A Real Example
A five-truck HVAC company in South Jersey runs 50 service calls a week during peak season. Average ticket: $280. That is $728,000 a year in revenue.
They spend $1,500 a month on Google Ads. Their website looks fine. They answer the phone during business hours. They think they are doing okay.
They are not doing okay. They just do not know how much they are losing.
Where the Money Goes
We ran their Lead Leak Scan. Here is what we found.
Their Google Business Profile phone number routes to a different line than the website number. The website number goes to a desk phone that nobody answers after 4 PM. The Google number routes to the owner's cell. That is two different numbers for the same business, and one of them only works during office hours.
Their contact form works. But the notification goes to an email address the office manager checks once a day. A prospect submits the form at 10 AM. The notification arrives at 10 AM. Nobody sees it until 4 PM. That is a six-hour response time for a lead with five-minute expectations.
Their website loads in 4.2 seconds on a 4G connection. Their competitor's loads in 2.1 seconds. Every second beyond three seconds drops conversion by roughly 20 percent on mobile.
None of these leaks is dramatic. But they add up.
The Actual Number
We estimated their annual revenue at risk between $49,500 and $74,000. That is 6.8 to 10.2 percent of revenue. Not the leads they lost. The revenue those leads would have generated.
Here is how it breaks down:
- Contactability leak: mismatched phone numbers cost an estimated 12 leads per month.
- Speed leak: delayed form responses lose an estimated 8 leads per month.
- Conversion leak: slow page load costs an estimated 5 leads per month.
- That is 25 leads per month. At a 40 percent close rate and $280 average ticket, that is $2,800 a month at risk from just three leaks.
- The other leaks (trust, visibility, follow-up) add the rest.

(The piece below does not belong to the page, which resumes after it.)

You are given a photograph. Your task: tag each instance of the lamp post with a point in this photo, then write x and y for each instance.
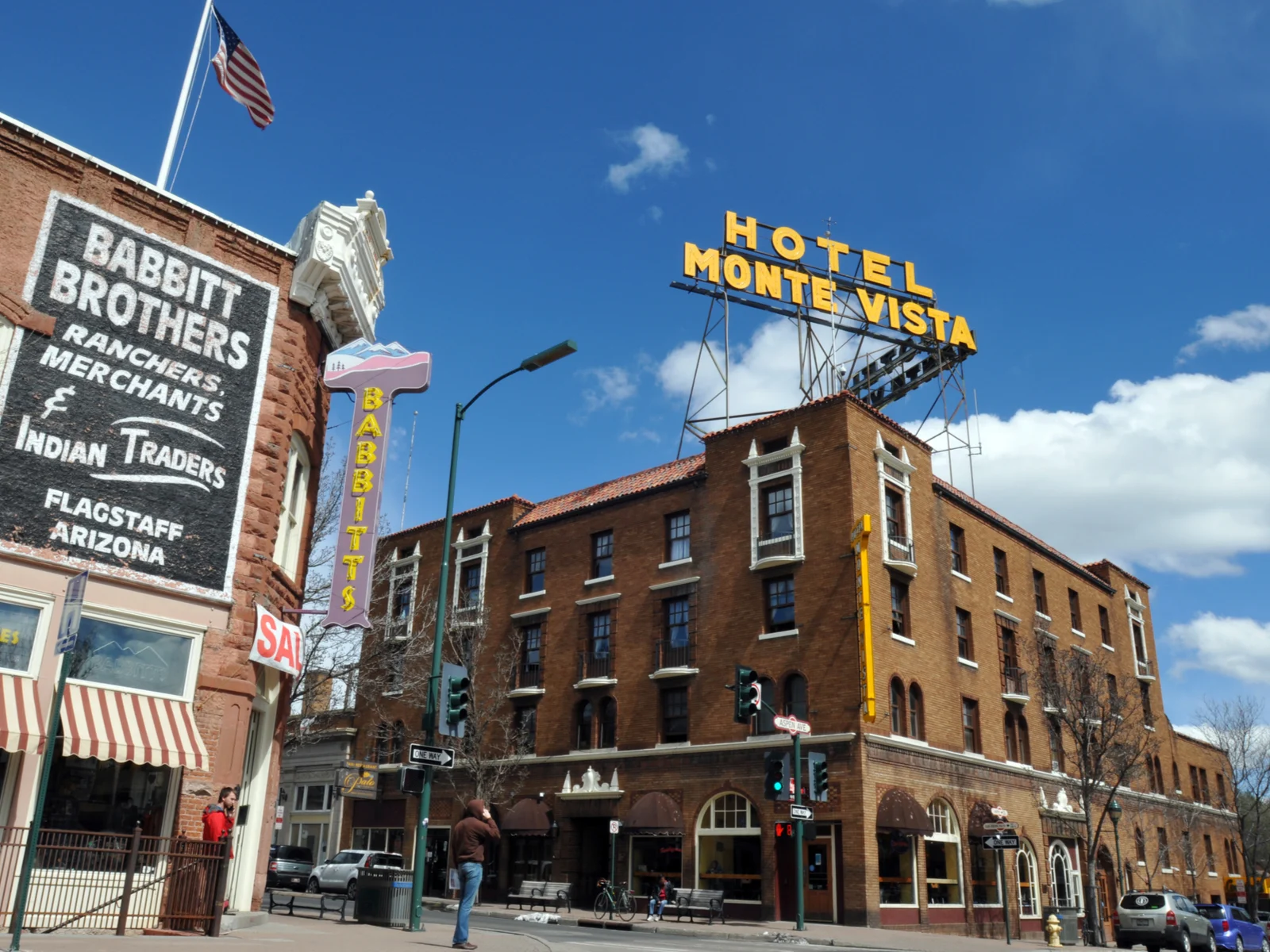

The Fix Is Worth More Than It Costs
Fixing the phone number mismatch costs nothing. Updating the notification email takes five minutes. Improving page load speed might cost a few hundred dollars for a developer.
The total cost to fix all three leaks: under $500. The estimated revenue recovered: over $33,000 a year.
That is a 66-to-1 return.
Most lead leaks are like this. They are not expensive to fix. They are expensive to ignore.
Calculate Your Own
You do not need a scan to estimate what leaks are costing you. Here is the rough math:
- Estimate your monthly leads. How many new prospects reach out per month (calls, forms, walk-ins) without counting repeat customers?
- Estimate your close rate. Of those, how many book a job? 40 percent is average for home services.
- Calculate your average ticket. Total revenue divided by total jobs. Include service calls and larger projects.
- Multiply. Leads x close rate x ticket = monthly revenue from leads. Now reduce the leads by 30 percent (the average leak rate). That is what leaks cost you.
Common questions
Is 30 percent really the average leak rate?
In our experience, yes. Most businesses score around 50 on the Lead Leak Score. A 50 means roughly 30 percent of leads are being lost somewhere in the path.
Does every leak need to be fixed at once?
No. That is why we rank leaks by revenue impact. Fixing the top three leaks usually recovers 60-70 percent of the revenue at risk.